By no means do I wish to undermine the importance of AGOA, especially for select sectors in the economy. Should South Africa lose its AGOA access, the automotive and agriculture sectors in particular would be hurt. But an overbearing focus by both the government and business on retaining AGOA benefits places South Africa firmly in the position of supplicant; a recipient deserving of attention and economic investment, rather than an active partner taking charge of its domestic challenges and looking to assert itself in its geographic region. South Africa should, with the resources and policy options that are within its choice to change, be planning and investing in trade infrastructure and legislation such that a loss of AGOA benefits would not spell doom for the economy.
Weather shocks better
Increased global trade uncertainty is no longer a question – it has been confirmed repeatedly. Countries that accept and deal with this reality can set themselves up to weather shocks better, or some, such as South Africa, can hobble themselves by leaving trade infrastructure in a state of decline and pursuing policies that are not conducive to capital formation.

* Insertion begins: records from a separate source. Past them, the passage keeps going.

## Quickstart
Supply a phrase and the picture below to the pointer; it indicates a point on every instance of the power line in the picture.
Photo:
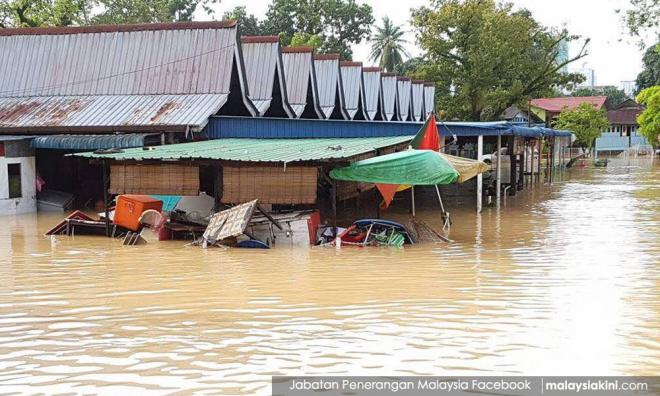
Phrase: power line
(91, 80)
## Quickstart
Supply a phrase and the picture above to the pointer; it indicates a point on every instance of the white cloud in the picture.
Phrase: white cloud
(612, 54)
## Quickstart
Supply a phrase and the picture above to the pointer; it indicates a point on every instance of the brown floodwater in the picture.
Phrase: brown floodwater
(563, 280)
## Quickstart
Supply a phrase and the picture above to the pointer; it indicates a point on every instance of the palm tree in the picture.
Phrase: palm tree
(387, 45)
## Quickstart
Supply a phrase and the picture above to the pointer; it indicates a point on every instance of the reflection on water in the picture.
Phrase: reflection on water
(565, 280)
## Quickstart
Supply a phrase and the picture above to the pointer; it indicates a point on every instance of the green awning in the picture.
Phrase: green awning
(410, 167)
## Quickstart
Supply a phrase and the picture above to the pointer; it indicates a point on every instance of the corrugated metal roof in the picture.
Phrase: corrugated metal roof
(429, 99)
(403, 91)
(371, 81)
(328, 83)
(186, 60)
(389, 95)
(262, 64)
(417, 100)
(268, 128)
(108, 111)
(259, 150)
(89, 142)
(300, 78)
(8, 138)
(351, 77)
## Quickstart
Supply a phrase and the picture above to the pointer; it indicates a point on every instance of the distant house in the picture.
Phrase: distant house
(623, 128)
(548, 108)
(514, 114)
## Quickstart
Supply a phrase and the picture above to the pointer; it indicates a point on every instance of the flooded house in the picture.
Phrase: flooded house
(179, 108)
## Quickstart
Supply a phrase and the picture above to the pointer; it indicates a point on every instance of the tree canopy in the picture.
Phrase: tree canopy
(484, 57)
(586, 121)
(643, 16)
(248, 23)
(614, 94)
(33, 13)
(649, 119)
(388, 45)
(338, 23)
(650, 74)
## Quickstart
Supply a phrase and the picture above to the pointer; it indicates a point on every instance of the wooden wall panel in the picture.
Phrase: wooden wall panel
(154, 179)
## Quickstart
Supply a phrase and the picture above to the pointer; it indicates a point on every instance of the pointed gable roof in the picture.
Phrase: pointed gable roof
(263, 69)
(351, 77)
(328, 82)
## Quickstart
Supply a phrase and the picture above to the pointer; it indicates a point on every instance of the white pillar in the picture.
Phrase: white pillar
(498, 175)
(480, 153)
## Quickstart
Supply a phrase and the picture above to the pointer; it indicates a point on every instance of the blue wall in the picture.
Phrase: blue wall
(616, 142)
(251, 127)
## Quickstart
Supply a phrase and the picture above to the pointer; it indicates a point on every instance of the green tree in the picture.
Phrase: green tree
(614, 94)
(149, 11)
(649, 119)
(248, 23)
(339, 23)
(33, 13)
(643, 16)
(650, 74)
(586, 121)
(484, 57)
(387, 45)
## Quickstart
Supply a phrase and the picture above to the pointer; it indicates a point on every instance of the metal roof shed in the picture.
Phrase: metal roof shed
(372, 88)
(264, 72)
(403, 90)
(417, 100)
(389, 96)
(258, 150)
(351, 78)
(329, 84)
(300, 80)
(429, 98)
(165, 77)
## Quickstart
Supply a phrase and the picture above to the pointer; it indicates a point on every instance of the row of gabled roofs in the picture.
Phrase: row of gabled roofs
(173, 77)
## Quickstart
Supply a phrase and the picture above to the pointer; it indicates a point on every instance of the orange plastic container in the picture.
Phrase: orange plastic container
(130, 207)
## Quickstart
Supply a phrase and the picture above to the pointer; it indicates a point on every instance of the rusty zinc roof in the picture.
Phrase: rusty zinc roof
(111, 112)
(263, 68)
(176, 59)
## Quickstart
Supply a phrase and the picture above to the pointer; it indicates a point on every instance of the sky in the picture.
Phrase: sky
(613, 55)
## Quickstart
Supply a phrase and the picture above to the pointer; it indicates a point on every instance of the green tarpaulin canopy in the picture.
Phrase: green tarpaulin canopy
(410, 167)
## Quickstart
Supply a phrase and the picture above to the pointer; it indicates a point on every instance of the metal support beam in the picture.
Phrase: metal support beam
(412, 200)
(480, 153)
(334, 208)
(498, 175)
(539, 143)
(105, 197)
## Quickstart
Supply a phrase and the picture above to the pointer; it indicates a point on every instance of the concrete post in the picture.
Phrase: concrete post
(480, 153)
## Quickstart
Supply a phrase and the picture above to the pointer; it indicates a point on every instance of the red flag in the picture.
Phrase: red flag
(427, 138)
(387, 191)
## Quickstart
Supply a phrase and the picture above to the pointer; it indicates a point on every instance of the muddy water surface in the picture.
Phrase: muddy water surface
(563, 280)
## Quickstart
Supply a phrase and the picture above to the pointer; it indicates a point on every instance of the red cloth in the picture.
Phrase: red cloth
(427, 138)
(387, 191)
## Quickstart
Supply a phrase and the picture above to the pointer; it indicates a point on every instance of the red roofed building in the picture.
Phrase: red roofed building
(548, 108)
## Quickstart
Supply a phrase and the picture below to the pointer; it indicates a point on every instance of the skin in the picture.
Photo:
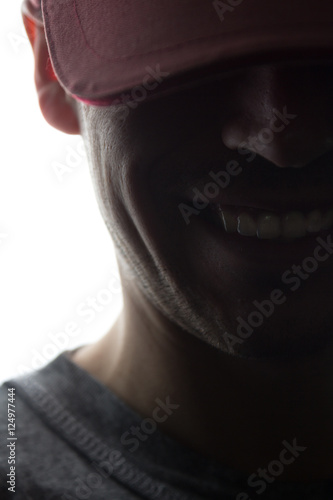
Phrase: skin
(182, 292)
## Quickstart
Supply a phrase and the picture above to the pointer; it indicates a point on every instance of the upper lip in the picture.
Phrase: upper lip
(278, 191)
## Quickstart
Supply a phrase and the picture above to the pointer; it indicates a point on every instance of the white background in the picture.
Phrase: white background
(55, 251)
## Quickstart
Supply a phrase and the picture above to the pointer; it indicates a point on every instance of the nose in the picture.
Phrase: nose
(283, 113)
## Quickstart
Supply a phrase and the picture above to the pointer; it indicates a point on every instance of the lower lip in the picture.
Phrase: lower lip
(266, 252)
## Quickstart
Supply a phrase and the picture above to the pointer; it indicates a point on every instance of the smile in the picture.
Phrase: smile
(269, 225)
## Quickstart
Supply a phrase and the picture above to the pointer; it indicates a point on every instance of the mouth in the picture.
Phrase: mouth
(271, 225)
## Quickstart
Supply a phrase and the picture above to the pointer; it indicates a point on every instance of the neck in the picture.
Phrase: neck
(239, 412)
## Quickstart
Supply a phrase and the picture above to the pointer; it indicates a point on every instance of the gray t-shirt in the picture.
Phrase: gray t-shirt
(78, 440)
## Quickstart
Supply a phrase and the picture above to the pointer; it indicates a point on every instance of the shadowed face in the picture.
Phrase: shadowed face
(218, 199)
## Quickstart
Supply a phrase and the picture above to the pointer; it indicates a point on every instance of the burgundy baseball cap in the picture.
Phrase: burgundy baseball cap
(107, 51)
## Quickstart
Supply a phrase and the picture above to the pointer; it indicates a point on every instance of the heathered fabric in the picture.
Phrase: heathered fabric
(69, 430)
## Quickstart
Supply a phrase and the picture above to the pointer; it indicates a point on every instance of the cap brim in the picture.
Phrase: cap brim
(101, 49)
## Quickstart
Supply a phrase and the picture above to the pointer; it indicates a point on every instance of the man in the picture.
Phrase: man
(209, 132)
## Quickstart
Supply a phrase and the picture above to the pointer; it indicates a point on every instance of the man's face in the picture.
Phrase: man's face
(165, 174)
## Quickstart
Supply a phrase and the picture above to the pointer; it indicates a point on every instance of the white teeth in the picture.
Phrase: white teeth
(294, 225)
(269, 226)
(246, 225)
(266, 225)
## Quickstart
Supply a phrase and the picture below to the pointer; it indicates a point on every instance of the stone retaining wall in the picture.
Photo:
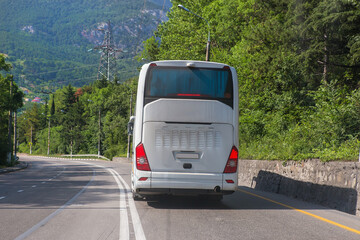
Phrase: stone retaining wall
(333, 184)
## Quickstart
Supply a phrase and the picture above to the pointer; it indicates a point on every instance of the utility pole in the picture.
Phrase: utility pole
(49, 137)
(9, 124)
(107, 64)
(129, 136)
(15, 132)
(31, 141)
(99, 139)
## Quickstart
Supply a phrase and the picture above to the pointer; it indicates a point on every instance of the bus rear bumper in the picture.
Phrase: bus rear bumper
(187, 183)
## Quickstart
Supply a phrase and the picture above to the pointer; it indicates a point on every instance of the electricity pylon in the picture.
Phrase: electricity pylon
(107, 64)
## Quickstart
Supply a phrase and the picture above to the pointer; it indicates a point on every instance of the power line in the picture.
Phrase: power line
(64, 69)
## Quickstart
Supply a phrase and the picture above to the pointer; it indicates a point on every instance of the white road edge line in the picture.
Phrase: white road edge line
(137, 226)
(124, 221)
(139, 232)
(48, 218)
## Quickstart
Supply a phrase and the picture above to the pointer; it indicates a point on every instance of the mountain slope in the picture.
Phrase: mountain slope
(47, 41)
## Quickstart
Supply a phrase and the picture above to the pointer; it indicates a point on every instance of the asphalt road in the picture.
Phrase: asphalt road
(65, 199)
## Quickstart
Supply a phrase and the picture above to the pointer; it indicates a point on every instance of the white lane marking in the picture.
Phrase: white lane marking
(137, 226)
(48, 218)
(139, 232)
(124, 221)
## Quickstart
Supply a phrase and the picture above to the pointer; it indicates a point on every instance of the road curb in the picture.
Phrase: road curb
(20, 166)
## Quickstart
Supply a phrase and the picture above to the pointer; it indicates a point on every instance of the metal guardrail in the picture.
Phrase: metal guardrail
(85, 155)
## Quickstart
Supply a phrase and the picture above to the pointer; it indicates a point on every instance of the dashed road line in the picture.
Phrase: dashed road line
(126, 197)
(48, 218)
(304, 212)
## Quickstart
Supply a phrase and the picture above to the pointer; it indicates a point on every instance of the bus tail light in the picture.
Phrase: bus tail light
(142, 162)
(231, 165)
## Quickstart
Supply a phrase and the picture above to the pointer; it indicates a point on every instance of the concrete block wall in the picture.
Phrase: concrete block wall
(332, 184)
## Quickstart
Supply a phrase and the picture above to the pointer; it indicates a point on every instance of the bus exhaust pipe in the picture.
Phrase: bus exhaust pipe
(217, 189)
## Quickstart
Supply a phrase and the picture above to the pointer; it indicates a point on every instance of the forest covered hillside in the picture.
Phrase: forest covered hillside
(48, 41)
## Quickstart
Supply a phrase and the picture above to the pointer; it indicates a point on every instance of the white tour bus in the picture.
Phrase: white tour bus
(185, 135)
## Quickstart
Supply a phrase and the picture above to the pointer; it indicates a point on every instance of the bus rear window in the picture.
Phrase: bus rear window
(193, 83)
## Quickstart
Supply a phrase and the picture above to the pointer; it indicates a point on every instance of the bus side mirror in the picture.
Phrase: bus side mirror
(131, 125)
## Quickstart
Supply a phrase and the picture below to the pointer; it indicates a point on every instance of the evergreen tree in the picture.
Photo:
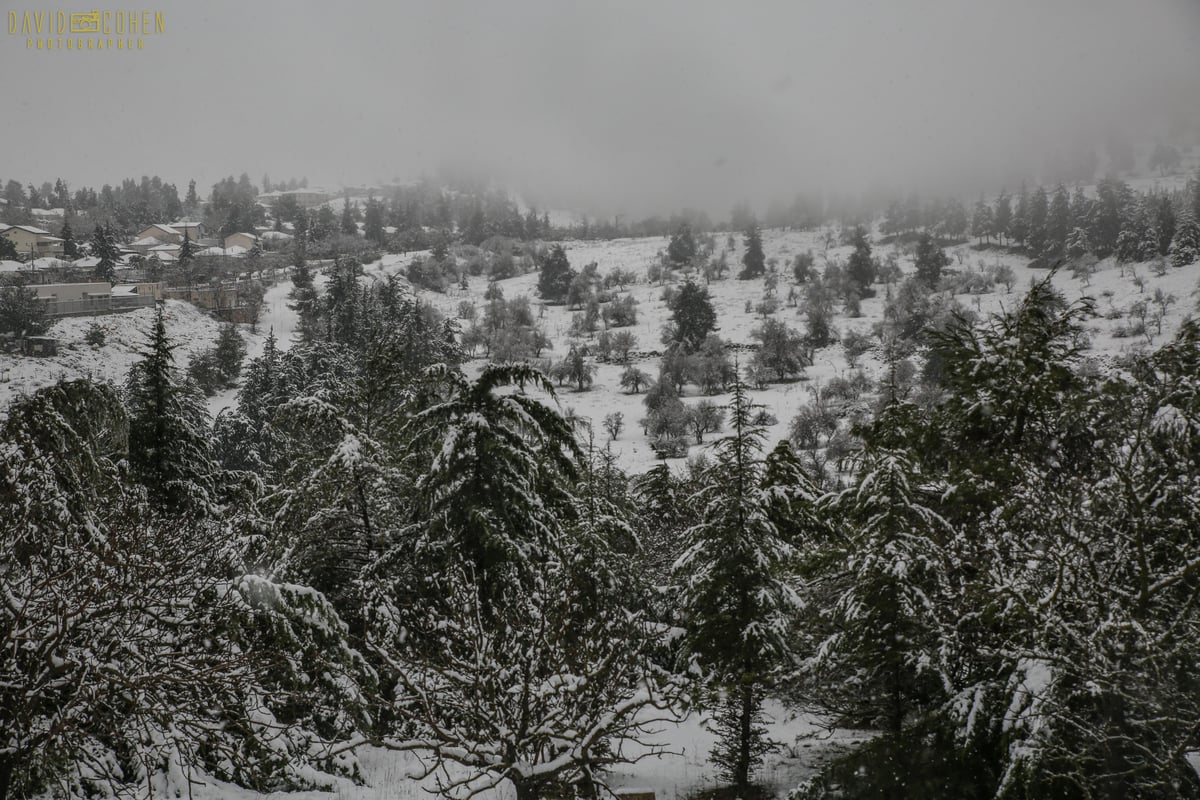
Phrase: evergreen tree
(1186, 245)
(556, 276)
(754, 263)
(930, 260)
(103, 246)
(693, 316)
(1002, 218)
(228, 353)
(1059, 223)
(510, 600)
(70, 248)
(733, 593)
(169, 441)
(982, 222)
(1165, 223)
(348, 224)
(682, 248)
(373, 222)
(861, 266)
(780, 349)
(1039, 206)
(22, 313)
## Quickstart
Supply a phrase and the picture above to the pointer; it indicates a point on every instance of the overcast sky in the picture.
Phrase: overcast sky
(617, 106)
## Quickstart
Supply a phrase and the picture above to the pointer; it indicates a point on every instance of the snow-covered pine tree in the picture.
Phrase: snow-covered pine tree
(735, 597)
(103, 246)
(171, 446)
(502, 613)
(1186, 244)
(754, 263)
(132, 661)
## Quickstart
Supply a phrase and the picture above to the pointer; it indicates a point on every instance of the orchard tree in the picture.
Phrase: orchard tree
(780, 349)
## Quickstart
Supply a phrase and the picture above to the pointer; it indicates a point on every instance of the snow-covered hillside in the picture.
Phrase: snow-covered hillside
(1114, 287)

Rallying around the flag can provide short-term succour for hurt feelings. But hurt feelings – and expressing such – are not any kind of meaningful long-term planning and investment strategy. Should the various US domestic and global policy and country-relationship changes that the Trump administration is effecting hold, the next five years and beyond will be a different world from what it was before 2025. South Africa’s choice is to take the harsh but clear signals on board, and implement ideas and policies that strengthen the country’s trade infrastructure and encourage capital formation and business activity, or alternatively continue to tell ourselves we’re more important than reality indicates, singing a merry tune as the world passes us by.